ミケの馬と僕とサッシャが乗る馬の2頭が空を翔べるらしく、他の馬よりも少し身体が大きい。
だからなのかサッシャの部下達の馬が遅れ始めて、少しずつ距離が開いていく。
「サッシャ!もう少しゆっくり行った方が…っ。皆と離れてしまう…」
「ダメだよ。そんな事してたらシルヴィオ王に追いつかれてしまう。シルヴィオ王の狙いはカナデなんだ。だから彼らが追いつかれたとしても大丈夫だよ」
でも…と後ろを振り返ると、彼等は先に行けと言うように大きく頷いた。
「…ホントに?大丈夫かな…」
「大丈夫だって。彼等は日の国の中でも飛び抜けて優れた兵士なんだよ。上手くシルヴィオ王から逃げ切れるよ。ところでカナデ、この調子で行くとすぐに追いつかれそうだ。今から翔ぶよ。しっかり掴まってて。ミケ!」
先を行くミケにサッシャが声をかける。
ミケが、こちらを振り向いて頷き手綱を引くと、馬が助走をつけながら翼を出して、一気に空へと翔んだ。
サッシャも手綱を捌いて、馬を飛翔させる。
下を見ると、残されたサッシャの部下達がみるみる小さくなって、あっという間に見えなくなった。
「サッシャ…、翔べばすぐに炎の国に着く?」
「うん。陸を走るよりも半分の時間で着く。俺の愛馬のティモは、日の国で一番速い。だからシルヴィオ王に追いつかれる前に、炎の国に入れると思ってたんだけど…。

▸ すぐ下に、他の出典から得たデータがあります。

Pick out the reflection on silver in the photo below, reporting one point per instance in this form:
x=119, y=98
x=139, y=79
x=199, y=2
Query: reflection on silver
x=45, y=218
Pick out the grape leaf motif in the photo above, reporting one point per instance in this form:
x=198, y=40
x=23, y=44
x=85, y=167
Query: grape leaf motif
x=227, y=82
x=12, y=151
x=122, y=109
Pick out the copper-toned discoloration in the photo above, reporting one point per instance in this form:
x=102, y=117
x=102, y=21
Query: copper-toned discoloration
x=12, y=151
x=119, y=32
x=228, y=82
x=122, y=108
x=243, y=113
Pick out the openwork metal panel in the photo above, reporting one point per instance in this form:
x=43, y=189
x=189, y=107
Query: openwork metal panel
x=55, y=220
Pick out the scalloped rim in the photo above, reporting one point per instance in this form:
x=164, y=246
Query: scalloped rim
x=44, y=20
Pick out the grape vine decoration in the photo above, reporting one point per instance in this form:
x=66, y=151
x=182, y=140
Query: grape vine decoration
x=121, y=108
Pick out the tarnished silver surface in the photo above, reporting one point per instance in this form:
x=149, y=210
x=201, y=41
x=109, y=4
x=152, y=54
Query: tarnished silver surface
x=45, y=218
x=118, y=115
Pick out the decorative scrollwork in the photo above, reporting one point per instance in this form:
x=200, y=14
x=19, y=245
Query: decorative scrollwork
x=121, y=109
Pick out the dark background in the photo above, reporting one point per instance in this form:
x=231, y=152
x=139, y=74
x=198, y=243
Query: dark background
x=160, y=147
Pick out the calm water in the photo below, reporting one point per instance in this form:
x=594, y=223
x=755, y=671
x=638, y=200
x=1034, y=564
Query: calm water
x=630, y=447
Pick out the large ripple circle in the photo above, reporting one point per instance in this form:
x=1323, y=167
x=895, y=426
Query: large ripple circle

ちょっと!シルヴィオ王の馬っ、めちゃくちゃ速いっ!」
「ええっ!?」
サッシャの大声に驚いて、首を伸ばして後ろを見た。
まだ肉眼で姿は確認出来ないけど、遠く向こうにものすごい速さで近づいてくる光が見えた。
「え?え!あれって、シルヴィオ王なのっ?」
「きっとそうだよっ。やばい!魔法で身体を動けなくされるとマズいから、俺達と馬の周りに防御の膜を張る。ミケも張るんだ!」
「はっ!ですが、それをしますと速度が落ちてしまいますっ」
「速度を落としてもダメだっ!もう少し頑張れば炎の国に近づく!そのままの速さを保てっ!」
「…分かりました!」
俺とサッシャの周りとミケの周りの空間が、ポワリと薄い光に包まれる。
どうやらこれが防御の膜みたいだ。
俺も手伝えることがあればいいのだけど、何も出来ることがない。
ただひたすら前を見つめて、シルヴィオ王に追いつかれないようにと祈ることしか出来ない。
その時、後ろから微かに声が聞こえて恐る恐る振り向いた。
「あっ!!」
もうはっきりと姿が確認出来る距離にまで、シルヴィオ王が迫って来ていた。